Fordham College Republicans withdraw Coulter invite

Faculty members got into the act as well. In a memo, Gwenyth Jackaway, a professor of communication and media studies, agreed that Fordham should not forcibly rescind Coulter’s invitation, The Observer notes. At the same time, Jackaway said she was “saddened and disappointed that there are students at Fordham who would want to invite Ms. Coulter.”

Jackaway, who teaches a course focusing on freedom of expression, also charged that Coulter and her ilk “inflame emotions that can be harmful to the safety and stability of our society.”

On Nov. 10, Fordham’s College Republicans caved in to mounting pressure from both students and administrators.

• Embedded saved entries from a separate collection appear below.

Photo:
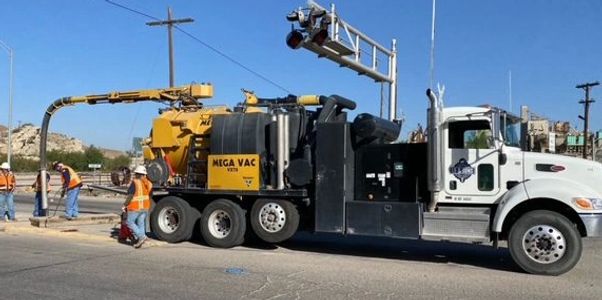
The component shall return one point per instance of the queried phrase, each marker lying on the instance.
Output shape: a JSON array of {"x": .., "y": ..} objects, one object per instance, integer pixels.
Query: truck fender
[{"x": 559, "y": 189}]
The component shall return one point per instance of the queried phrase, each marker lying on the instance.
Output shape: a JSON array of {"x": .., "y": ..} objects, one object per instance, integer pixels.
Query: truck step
[{"x": 457, "y": 223}]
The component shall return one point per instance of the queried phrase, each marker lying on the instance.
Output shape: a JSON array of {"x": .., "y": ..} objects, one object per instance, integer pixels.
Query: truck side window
[
  {"x": 485, "y": 177},
  {"x": 469, "y": 135}
]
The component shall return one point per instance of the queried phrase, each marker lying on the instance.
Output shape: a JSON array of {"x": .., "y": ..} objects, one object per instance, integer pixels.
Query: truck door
[{"x": 471, "y": 162}]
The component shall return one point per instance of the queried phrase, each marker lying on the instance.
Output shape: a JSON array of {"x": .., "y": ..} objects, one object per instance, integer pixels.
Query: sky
[{"x": 70, "y": 48}]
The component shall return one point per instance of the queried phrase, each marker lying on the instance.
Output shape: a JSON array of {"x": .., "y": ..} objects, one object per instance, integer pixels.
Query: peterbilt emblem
[{"x": 462, "y": 170}]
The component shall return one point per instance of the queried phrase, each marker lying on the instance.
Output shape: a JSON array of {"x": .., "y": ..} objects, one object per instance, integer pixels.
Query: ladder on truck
[{"x": 196, "y": 175}]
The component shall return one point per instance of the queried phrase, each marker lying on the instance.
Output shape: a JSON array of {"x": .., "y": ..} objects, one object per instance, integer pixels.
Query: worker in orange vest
[
  {"x": 7, "y": 186},
  {"x": 137, "y": 205},
  {"x": 37, "y": 186},
  {"x": 71, "y": 186}
]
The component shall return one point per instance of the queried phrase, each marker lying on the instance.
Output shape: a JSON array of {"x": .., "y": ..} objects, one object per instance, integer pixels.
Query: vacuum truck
[{"x": 274, "y": 166}]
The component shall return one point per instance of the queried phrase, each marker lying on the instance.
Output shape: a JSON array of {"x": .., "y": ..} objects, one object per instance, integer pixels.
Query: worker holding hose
[
  {"x": 137, "y": 205},
  {"x": 71, "y": 187},
  {"x": 7, "y": 186},
  {"x": 37, "y": 186}
]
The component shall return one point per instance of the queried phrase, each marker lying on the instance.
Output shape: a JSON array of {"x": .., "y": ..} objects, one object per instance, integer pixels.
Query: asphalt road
[{"x": 308, "y": 267}]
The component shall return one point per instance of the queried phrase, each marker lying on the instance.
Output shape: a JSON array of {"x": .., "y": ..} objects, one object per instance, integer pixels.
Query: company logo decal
[{"x": 462, "y": 170}]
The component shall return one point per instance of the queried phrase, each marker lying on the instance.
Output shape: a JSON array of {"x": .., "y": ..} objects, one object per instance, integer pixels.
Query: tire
[
  {"x": 274, "y": 221},
  {"x": 545, "y": 243},
  {"x": 172, "y": 219},
  {"x": 223, "y": 224}
]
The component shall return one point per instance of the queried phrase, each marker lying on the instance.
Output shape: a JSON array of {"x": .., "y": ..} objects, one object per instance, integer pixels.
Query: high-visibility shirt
[
  {"x": 141, "y": 194},
  {"x": 38, "y": 184},
  {"x": 70, "y": 178},
  {"x": 7, "y": 181}
]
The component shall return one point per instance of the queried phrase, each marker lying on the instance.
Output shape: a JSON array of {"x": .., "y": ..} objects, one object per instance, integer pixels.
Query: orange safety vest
[
  {"x": 74, "y": 178},
  {"x": 141, "y": 198},
  {"x": 7, "y": 181},
  {"x": 38, "y": 184}
]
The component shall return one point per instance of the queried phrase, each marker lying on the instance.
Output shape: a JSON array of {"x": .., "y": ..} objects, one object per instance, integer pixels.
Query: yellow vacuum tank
[{"x": 176, "y": 134}]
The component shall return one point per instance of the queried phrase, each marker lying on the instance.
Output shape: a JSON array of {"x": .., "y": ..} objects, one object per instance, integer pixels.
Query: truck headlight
[{"x": 588, "y": 203}]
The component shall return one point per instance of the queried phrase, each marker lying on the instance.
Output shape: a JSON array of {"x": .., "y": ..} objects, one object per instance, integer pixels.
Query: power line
[
  {"x": 232, "y": 60},
  {"x": 131, "y": 9},
  {"x": 217, "y": 51}
]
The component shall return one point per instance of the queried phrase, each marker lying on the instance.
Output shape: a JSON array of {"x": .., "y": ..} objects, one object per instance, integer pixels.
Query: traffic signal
[
  {"x": 319, "y": 36},
  {"x": 295, "y": 39}
]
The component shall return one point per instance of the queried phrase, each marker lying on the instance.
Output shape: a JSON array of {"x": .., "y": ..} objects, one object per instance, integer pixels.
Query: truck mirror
[{"x": 496, "y": 126}]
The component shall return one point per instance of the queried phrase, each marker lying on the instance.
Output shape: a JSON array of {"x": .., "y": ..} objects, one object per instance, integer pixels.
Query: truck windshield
[{"x": 511, "y": 128}]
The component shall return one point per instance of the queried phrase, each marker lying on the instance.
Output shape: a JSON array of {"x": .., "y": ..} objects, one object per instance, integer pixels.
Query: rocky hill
[{"x": 26, "y": 142}]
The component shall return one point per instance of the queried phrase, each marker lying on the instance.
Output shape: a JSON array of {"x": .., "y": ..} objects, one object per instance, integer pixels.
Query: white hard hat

Their statement, published by The Observer, argues that they were ignorant of Coulter’s views and her status as a notorious provocateur.

“The College Republicans regret the controversy surrounding our planned lecture featuring Ann Coulter,” the group says in their statement. “The size and severity of opposition to this event have caught us by surprise, and caused us to question our decision to welcome her to Rose Hill.

“Looking at the concerns raised about Ms. Coulter, many of them reasonable, we have determined that some of her comments do not represent the ideals of the College Republicans and are inconsistent with both our organization’s mission, and the University’s. We regret that we failed to thoroughly research her before announcing…”

“We have decided that it was in our best interest to cancel the event,” Theodore Conrad, president of Fordham’s College Republicans said, according to The Observer.

“We did not properly vet a potential speaker for Fordham University,” Conrad told The Observer. “I feel we would be doing a lot of people a disservice in bringing a speaker like that to Fordham.”

Fordham’s College Republicans also claim to have made their decision to rescind the invitation before McShane dressed them down in his Nov. 9 statement.

“We made this choice freely, before Father McShane’s email was sent out and we became aware of his feelings,” the statement by the College Republicans continues. “Had the President simply reached out to us before releasing his statement he would have learned that the event was being cancelled.”

After the College Republicans cancelled the Coulter appearance, McShane issued another statement that showered praise on the College Republicans, according to The Observer. McShane said they “acted quickly, took responsibility for their decisions, and expressed their regrets sincerely and eloquently.”

McShane also suggested that the Fordham community, by denying Coulter the opportunity to speak, had engaged in “civil debate on politics, academic freedom and freedom of speech.”